Auto comment: topic has been updated by goldenskygiang (previous revision, new revision, compare).

This is a very old problem from codeforces. You can solve it with dynamic programming on diagonals, dp[diag][p1][p2] -> max sum of two paths, where diag — number of diagonal (row_id+col_id), p1 — position of first player on current diagonal, p2 — position of second player on current diagonal.

What are the bounds on N?

So the base idea of the solution is to build the two paths simultaneously and basically looks like this:

  static int solve(int x1, int y1, int x2, int y2) {
    if(x1<=0 || x2<=0 || y1<=0 || y2<=0) return -INF;
    if(x1>M || x2>M || y1>N || y2>N) return -INF;
    int sum = A[y1][x1] + A[y2][x2];
    if(x1==x2 && y1==y2) {
      if(x1==M && y1==N) return A[N][M];
      if(x1!=1 || y1!=1) return -INF;
      sum = A[1][1];
    }
    int best = -INF;
    for(int dx1 = 1, dy1 = 0, tmp; dx1>=0; tmp=dx1, dx1=-dy1, dy1=tmp) {
      for(int dx2 = 1, dy2 = 0; dx2>=0; tmp=dx2, dx2=-dy2, dy2=tmp) {
        best = Math.max(best, solve(x1+dx1, y1+dy1, x2+dx2, y2+dy2));
      }
    }
    return best + sum;
  }

Now you have to apply DP on top of this.
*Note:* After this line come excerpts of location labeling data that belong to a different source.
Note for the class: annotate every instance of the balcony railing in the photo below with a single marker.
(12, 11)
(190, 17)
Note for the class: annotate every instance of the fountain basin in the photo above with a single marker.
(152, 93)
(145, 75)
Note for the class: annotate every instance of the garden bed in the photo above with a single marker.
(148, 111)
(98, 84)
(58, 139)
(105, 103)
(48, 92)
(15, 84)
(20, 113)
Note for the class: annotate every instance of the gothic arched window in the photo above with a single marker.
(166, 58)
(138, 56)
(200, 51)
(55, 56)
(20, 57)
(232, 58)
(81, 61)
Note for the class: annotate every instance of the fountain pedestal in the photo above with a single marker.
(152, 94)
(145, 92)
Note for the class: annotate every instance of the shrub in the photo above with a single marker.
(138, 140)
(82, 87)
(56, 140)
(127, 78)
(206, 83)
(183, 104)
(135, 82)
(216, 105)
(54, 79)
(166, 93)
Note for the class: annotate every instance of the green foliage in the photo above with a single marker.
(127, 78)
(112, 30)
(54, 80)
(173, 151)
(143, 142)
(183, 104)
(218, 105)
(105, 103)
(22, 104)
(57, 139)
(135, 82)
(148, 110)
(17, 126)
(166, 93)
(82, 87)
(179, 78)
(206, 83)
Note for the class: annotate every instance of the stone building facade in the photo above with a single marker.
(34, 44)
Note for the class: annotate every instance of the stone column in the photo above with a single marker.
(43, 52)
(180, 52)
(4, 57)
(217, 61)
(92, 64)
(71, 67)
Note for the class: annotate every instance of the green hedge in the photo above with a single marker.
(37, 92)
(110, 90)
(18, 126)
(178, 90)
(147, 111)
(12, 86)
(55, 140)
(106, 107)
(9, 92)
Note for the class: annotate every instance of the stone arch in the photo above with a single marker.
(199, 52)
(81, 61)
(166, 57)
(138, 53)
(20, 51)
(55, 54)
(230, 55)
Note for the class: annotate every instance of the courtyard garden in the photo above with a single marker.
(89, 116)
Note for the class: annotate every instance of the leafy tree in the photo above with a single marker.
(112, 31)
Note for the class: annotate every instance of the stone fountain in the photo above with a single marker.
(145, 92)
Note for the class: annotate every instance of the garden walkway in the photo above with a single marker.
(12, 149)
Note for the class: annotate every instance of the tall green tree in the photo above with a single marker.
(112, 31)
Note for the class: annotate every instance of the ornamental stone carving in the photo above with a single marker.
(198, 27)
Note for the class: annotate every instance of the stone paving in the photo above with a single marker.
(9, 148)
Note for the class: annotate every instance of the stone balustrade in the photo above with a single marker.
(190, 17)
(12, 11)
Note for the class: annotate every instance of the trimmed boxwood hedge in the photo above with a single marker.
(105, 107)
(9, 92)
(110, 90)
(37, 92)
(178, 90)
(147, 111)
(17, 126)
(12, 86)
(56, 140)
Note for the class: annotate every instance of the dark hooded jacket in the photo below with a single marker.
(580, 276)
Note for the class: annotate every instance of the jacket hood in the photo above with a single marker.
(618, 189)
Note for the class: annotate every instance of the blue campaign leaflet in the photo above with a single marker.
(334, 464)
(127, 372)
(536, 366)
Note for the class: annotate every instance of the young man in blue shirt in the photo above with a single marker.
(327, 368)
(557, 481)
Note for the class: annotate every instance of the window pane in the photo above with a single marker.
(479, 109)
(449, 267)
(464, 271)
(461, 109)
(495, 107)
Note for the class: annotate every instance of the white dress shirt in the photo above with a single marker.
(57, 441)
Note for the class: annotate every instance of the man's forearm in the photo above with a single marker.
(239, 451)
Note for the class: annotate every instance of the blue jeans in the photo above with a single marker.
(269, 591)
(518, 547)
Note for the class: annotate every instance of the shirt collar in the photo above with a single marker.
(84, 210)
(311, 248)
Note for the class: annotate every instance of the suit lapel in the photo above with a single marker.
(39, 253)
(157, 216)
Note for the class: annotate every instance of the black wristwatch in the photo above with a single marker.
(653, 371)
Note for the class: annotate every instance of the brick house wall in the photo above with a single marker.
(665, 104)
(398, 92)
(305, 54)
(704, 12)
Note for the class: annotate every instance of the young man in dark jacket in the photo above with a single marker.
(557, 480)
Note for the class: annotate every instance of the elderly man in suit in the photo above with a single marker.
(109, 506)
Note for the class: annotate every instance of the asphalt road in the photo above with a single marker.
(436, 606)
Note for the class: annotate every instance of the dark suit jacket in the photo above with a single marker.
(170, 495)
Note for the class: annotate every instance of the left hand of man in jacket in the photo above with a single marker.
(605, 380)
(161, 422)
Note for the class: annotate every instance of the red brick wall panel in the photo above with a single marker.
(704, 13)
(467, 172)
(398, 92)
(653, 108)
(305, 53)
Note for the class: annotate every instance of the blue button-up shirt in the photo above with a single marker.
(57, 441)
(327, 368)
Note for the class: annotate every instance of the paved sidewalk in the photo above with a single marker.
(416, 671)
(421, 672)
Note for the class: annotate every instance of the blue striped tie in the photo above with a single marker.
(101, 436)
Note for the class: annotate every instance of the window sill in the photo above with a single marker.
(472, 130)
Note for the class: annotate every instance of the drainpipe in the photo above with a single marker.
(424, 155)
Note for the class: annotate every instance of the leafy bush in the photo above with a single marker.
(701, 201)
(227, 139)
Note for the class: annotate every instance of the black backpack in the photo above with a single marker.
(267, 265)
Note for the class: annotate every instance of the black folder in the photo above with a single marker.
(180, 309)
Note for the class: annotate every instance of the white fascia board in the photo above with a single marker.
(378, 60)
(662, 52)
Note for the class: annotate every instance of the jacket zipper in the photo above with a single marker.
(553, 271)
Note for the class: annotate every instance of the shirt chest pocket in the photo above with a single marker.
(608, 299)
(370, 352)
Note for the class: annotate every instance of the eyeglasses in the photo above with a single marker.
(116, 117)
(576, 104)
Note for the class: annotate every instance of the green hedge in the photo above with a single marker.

Naively doing dp[x1][y1][x2][y2] will obviously lead to $$$O(N^2M^2)$$$. The trick is to realize that since the two paths are not independent, i.e. they move forwards at the same speed, you can do dp[moves][y1][y2] and x1 = moves - y1 x2 = moves - y2. This is $$$O((N+M)N^2)$$$.

(Depending on if you opt for 0-indexing or 1-indexing you may need a +/-1 here and there.)